As the overall veteran homeless rate begins to drop, one number is continuing to rise: the number of homeless veterans who are female.
A study by the U.S. Department of Housing and Urban Development found that since 2009, the number of homeless female veterans living in shelters has increased by more than 2 percent. Final Salute, a group that helps homeless female veterans, estimates that there are currently 55,000 homeless female veterans in the U.S.
For many women who end up homeless, a little more than half of them were victims of sexual assault, according to a recent study by Dr. Donna L. Washington of the University of California Los Angeles Medical Center and the Veterans Affairs office of Greater Los Angeles.
Caroline, a homeless veteran who didn’t want to give her last name, told Salon magazine she expected to spend her career working for the military, but after she was raped by two soldiers she considered friends, she couldn’t stay. Caroline ended up homeless, struggling with alcoholism.
Through all of this, she says she avoided going to the VA for help because of what the VA represented to her.
“It’s almost like coming back to your very rapist and saying help me. Even though they’re not the actual rapist, they represent them because that’s who they protected,” she told Salon.
Davida Barlow joined the Navy in 1994 and left two years later after divorcing her verbally abusive husband, who happened to also be in the Navy. Barlow told Stars and Stripes that while she has benefitted from getting help from the VA, many female veterans who are victims of sexual abuse are uncomfortable going to the VA.
“It’s really traumatic for these women to be around men,” Barlow said.
Sexual abuse survivors are also discouraged when U.S. politicians, such as Sen. Saxby Chambliss (R-Ga.), make light of rape and question whether the crackdown on sexual assault in the military is going too far.
“The young folks who are coming into each of your services are anywhere from 17 to 22 or 23. Gee whiz, the hormone level created by nature sets in place the possibility for these types of things to occur. So we’ve got to be very careful how we address it on our side,” Chambliss said while addressing top military officials at a Senate Armed Services Committee hearing.
Sen. Claire McCaskill responded to Chambliss’ comments, saying that the government’s concern about the high sexual assault rate isn’t about sex.
“This is about assaultive domination and violence,” she said. “ And as long as those two get mushed together, you all are not going to be as successful as you need to be at getting after the most insidious part of this, which is the predators in your ranks that are sullying the great name of our American military.”
One in 5 women at the VA were found to have “military sexual trauma,” which is the term the Pentagon uses to describe rape. A report from the VA found that females who suffer from sexual trauma are also more than 4 times more likely to have post-traumatic stress disorder and 6 times more likely to have three or more mental health conditions.
Caroline eventually found a VA center where she felt comfortable attending an in-patient treatment program, but she still found herself homeless.
“They have all sorts of different transitional housing they can offer the male veterans…. and they didn’t have any place for me to go. So for me to get treatment and just be put out on the streets… it’s like you get treated for frostbite and they’re going to throw you back out in the snow,” she said. “And it actually was snowing. It was January, It was pretty cold.”
Part of the problem for female veterans is that it’s hard for them to find housing, especially if they have children. According to the Government Accountability Office, about 60 percent of homeless shelters either don’t accept children or have restrictions regarding the number or age of children.
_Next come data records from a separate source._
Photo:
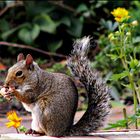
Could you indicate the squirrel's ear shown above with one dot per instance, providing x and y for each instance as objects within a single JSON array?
[
  {"x": 29, "y": 60},
  {"x": 20, "y": 57}
]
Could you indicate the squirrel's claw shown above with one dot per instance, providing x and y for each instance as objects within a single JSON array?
[{"x": 33, "y": 132}]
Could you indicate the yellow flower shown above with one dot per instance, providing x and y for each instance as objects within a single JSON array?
[
  {"x": 120, "y": 14},
  {"x": 14, "y": 120}
]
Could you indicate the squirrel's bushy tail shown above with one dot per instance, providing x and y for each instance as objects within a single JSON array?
[{"x": 98, "y": 92}]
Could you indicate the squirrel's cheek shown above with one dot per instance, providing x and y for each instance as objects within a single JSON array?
[{"x": 2, "y": 91}]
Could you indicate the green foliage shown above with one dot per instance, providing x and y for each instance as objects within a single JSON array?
[{"x": 52, "y": 25}]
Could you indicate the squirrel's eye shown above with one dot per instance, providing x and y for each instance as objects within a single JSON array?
[{"x": 19, "y": 73}]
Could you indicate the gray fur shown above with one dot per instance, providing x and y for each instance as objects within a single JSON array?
[{"x": 98, "y": 92}]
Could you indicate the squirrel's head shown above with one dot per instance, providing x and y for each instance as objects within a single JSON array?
[{"x": 20, "y": 71}]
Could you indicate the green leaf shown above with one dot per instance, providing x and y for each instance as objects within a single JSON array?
[
  {"x": 4, "y": 25},
  {"x": 122, "y": 75},
  {"x": 133, "y": 63},
  {"x": 46, "y": 24},
  {"x": 55, "y": 45},
  {"x": 75, "y": 28},
  {"x": 29, "y": 34}
]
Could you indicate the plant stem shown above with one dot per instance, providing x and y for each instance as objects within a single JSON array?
[
  {"x": 125, "y": 117},
  {"x": 130, "y": 76},
  {"x": 17, "y": 130}
]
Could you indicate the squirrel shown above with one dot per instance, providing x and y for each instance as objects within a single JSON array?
[{"x": 52, "y": 98}]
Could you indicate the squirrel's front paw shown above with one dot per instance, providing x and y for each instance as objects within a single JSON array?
[
  {"x": 6, "y": 92},
  {"x": 33, "y": 132}
]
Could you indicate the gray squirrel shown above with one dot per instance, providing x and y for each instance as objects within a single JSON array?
[{"x": 52, "y": 98}]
A 2012 report from the VA found that compared to their male counterparts, a higher proportion of female veterans are diagnosed with mental health problems. Women are often diagnosed with PTSD, hypertension, depression, high cholesterol, low back pain, gynecological problems and diabetes.
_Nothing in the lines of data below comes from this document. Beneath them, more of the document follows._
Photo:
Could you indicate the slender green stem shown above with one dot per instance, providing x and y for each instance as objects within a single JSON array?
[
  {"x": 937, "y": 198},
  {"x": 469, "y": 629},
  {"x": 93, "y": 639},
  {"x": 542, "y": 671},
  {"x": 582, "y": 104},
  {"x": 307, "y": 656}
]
While substance abuse and mental illness are contributing factors to female veterans’ homelessness, some female veterans attribute their situation to tough times.
“It’s harder for us to get a job, it’s harder for us to get an apartment, because we have less money coming in, and our money has to stretch a lot farther than the average single vet, with no children, and no responsibilities,” U.S. Navy veteran Javonni Harper told CNN.
Last summer, Harper and her two young children lived out of their car, she said.